Within the DNA Bank Network specimen data are recalled by the same wrappers which are used by GBIF.

The data architecture of the DNA Bank Network is based on the GBIF infrastructure. The basic principle of GBIF as well as of the DNA Bank Network is to record all data sets only once. Stored at only one place they can be used as a linked reference for different applications.

Since many institutions joined GBIF applying different database structures each, the installation of wrappers has become a standard to combine different sources and integrate data easily into networks. There are three main wrapper softwares available BioCASE, DiGIR and TAPIR. All of them use a xml schema for data transfer: BioCASE - ABCD, DiGIR and TAPIR - DarwinCore(DwC).

Level 2

For DNA data management an open source software was developed at the BGBM the "DNA Module". Furthermore it is possible to use its own database system.

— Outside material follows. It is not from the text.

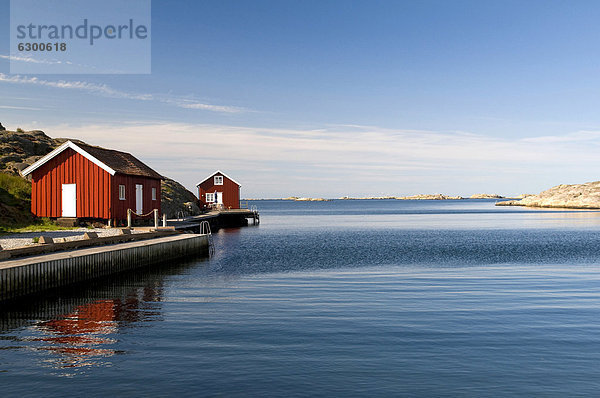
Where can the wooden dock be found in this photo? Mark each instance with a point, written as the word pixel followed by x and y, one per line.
pixel 217 219
pixel 34 274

The DNA Module is one of key components of the networks database system. To find related specimen data of a DNA sample the module sends a query to the respective specimen database via BioCASE or DiGIR. A copy including few specimen attributes is as well stored in the DNA cache (speed up queries). By following the BioCASe and DiGIR protocol it is so possible to connect any GBIF compliant specimen database worldwide.

The DNA Module is currently used by three of the four project partners associated with their own specimen databases. The DSMZ in Braunschweig applies its own system for DNA data input.

Level 3

To transfer DNA data into the webportal of the DNA Bank Network an DNA extension for ABCD was developed. Thus BioCASE Provider Software is required.

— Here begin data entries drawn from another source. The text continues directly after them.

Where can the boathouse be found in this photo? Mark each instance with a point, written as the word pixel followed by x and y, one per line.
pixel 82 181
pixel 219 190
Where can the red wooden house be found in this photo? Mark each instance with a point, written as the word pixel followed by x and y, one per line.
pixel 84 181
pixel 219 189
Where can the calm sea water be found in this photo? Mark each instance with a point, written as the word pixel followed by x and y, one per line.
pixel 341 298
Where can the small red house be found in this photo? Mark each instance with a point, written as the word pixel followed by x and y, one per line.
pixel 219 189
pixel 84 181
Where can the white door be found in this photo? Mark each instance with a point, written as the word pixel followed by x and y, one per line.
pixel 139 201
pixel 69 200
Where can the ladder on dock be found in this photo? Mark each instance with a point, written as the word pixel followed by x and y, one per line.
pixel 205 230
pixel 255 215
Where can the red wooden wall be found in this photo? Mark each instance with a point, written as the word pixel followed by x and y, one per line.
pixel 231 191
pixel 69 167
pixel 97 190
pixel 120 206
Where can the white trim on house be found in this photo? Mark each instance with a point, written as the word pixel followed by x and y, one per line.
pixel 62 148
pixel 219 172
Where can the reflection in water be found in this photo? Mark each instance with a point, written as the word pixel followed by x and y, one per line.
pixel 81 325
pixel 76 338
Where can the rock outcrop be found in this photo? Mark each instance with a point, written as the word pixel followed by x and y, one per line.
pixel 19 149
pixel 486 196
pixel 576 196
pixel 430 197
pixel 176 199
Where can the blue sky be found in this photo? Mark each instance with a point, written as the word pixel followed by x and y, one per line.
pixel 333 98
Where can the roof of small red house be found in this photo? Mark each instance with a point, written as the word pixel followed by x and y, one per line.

Another BioCASE wrapper using the new DNA extension for ABCD has been installed on all three DNA Modules and the database in Braunschweig separately to offer all DNA samples and its related specimen data on the central webportal.

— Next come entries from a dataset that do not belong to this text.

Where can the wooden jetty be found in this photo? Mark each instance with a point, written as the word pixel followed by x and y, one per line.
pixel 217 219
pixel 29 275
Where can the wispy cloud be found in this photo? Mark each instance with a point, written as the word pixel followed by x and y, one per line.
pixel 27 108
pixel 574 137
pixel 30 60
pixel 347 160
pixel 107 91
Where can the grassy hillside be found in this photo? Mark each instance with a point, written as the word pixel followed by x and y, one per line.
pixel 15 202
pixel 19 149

The source code of the DNA Bank Network's Webportal is available under Mozilla Public License Version 1.1 at http://ww2.biocase.org/svn/dnabank/DNA_Bank_Network/webportal/

Dataflow-Grafik.jpg

General data architectur of the DNA Bank Network. Specimen and DNA sample databases (on top and middle) are operated by the Network partners. Their data content is structured and transferred to the shared web portal (black and green arrows) by wrappers (BioCASe, DiGIR, grey boxes). Publications and online accessible DNA sequence data (blue arrows) can be linked to the related DNA sample. The Catalogue of Life checklist is used as search backbone in the Web portal (red arrow).